Poster Session 2
Category: Labor
Poster Session 2
Misa Hayasaka, MD
Research scholar
Macon & Joan Brock Virginia Health Sciences at Old Dominion University Eastern Virginia Medical School
Norfolk, Virginia, United States
George R. Saade, MD
Department of Obstetrics and Gynecology, Eastern Virginia Medical School at Old Dominion University
Norfolk, Virginia, United States
Grace Spencer, BS, MS
Eastern Virginia Medical School at Old Dominion University
EVMS OBGYN, Virginia Health Sciences at Old Dominion University, Virginia, United States
Tetsuya Kawakita, MD, MS
Associate Professor
Macon & Joan Brock Virginia Health Sciences at Old Dominion University Eastern Virginia Medical School
Norfolk, Virginia, United States
To identify baseline characteristics associated with heterogeneity in the effect of elective induction at 39 weeks on maternal and neonatal outcomes, utilizing individual treatment effect (ITE) estimates.
Study Design:
We conducted a secondary analysis of a randomized controlled trial involving nulliparous women randomized to either elective induction at 39 weeks or expectant management. A Desirability of Outcome Ranking (DOOR) score, ranging from spontaneous vaginal delivery without severe neonatal morbidity (most favorable) to cesarean delivery with perinatal death (least favorable), was assigned on an eight-level ordinal scale.
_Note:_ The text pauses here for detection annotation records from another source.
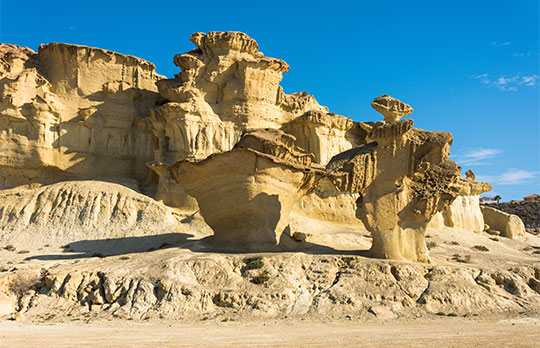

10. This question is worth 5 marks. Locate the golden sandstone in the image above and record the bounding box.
[0,32,522,262]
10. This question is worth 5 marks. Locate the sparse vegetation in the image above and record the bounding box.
[251,272,270,284]
[452,254,471,263]
[426,240,437,249]
[244,257,264,271]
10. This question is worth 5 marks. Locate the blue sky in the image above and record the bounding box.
[0,0,540,201]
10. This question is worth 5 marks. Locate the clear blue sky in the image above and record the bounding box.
[0,0,540,201]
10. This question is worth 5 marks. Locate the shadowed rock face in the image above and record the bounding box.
[169,130,324,250]
[327,98,460,262]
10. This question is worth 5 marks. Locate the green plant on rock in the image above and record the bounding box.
[244,257,264,271]
[251,272,270,285]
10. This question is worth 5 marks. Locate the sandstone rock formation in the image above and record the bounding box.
[371,94,413,122]
[0,43,161,188]
[0,180,186,253]
[481,206,526,240]
[428,177,493,233]
[327,98,460,262]
[170,129,324,250]
[148,32,327,206]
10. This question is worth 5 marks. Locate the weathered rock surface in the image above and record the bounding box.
[481,206,526,239]
[371,94,413,122]
[327,98,460,262]
[152,32,332,206]
[0,181,188,253]
[0,251,540,322]
[0,43,162,188]
[428,177,493,233]
[170,129,324,250]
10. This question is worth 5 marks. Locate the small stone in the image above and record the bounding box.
[369,306,397,319]
[293,232,307,242]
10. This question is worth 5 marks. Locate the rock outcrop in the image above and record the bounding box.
[481,206,526,240]
[428,177,493,233]
[371,94,413,122]
[327,98,460,262]
[148,32,328,207]
[0,180,185,253]
[0,43,162,188]
[170,129,324,250]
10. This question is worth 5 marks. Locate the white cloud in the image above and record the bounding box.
[472,74,539,91]
[491,41,512,47]
[452,148,503,167]
[511,51,532,57]
[476,168,540,185]
[519,74,538,87]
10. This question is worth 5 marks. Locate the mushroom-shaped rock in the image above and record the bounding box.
[371,94,413,122]
[169,129,325,250]
[327,120,460,262]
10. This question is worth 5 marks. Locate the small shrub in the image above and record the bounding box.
[244,257,264,271]
[452,254,471,263]
[251,273,270,284]
[426,240,437,249]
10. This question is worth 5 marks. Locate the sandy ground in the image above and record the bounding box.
[0,318,540,348]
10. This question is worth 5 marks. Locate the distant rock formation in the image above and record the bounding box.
[170,129,325,250]
[327,100,460,262]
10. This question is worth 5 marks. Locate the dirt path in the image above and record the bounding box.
[0,318,540,348]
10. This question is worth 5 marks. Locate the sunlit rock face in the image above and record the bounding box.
[481,206,526,240]
[0,43,162,188]
[170,129,324,250]
[327,96,460,262]
[428,177,493,233]
[148,32,356,210]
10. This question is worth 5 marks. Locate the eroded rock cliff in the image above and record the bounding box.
[0,43,162,188]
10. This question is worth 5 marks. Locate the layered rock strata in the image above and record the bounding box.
[327,98,460,262]
[152,32,328,205]
[0,43,162,188]
[170,130,324,250]
[428,177,493,233]
[481,206,526,240]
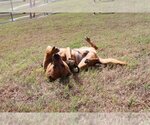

We employed a causal forest machine learning model to estimate ITEs for the DOOR score, based on maternal baseline characteristics. Honest splitting was used to divide the dataset into training and validation subsets. Model performance was assessed using the Q-score. Feature importance was derived from the causal forest model. Multivariable regression was performed to enhance interpretability by examining the direction and strength of associations between baseline factors and predicted ITEs.
Results:
Among 6,096 participants, DOOR scores were skewed toward favorable outcomes, with 69% receiving the highest score. The median predicted ITE was greater than 0, and the Q-score was 0.54. Mean differences in DOOR scores between the induction and expectant management groups increased across tertiles of predicted ITEs (Figure 1).
Feature importance analysis and multivariable regression showed that weight gain during pregnancy, BMI at randomization, gestational age at the first prenatal visit, maternal age, and Bishop score were the strongest contributors to treatment effect variation (Figure 2).
Conclusion:
Causal forest modeling, utilizing the DOOR score as a composite and patient-centered outcome, effectively identifies baseline characteristics associated with differential treatment benefit. This approach may facilitate the tailoring of induction strategies to patients most likely to benefit, thereby supporting shared decision-making.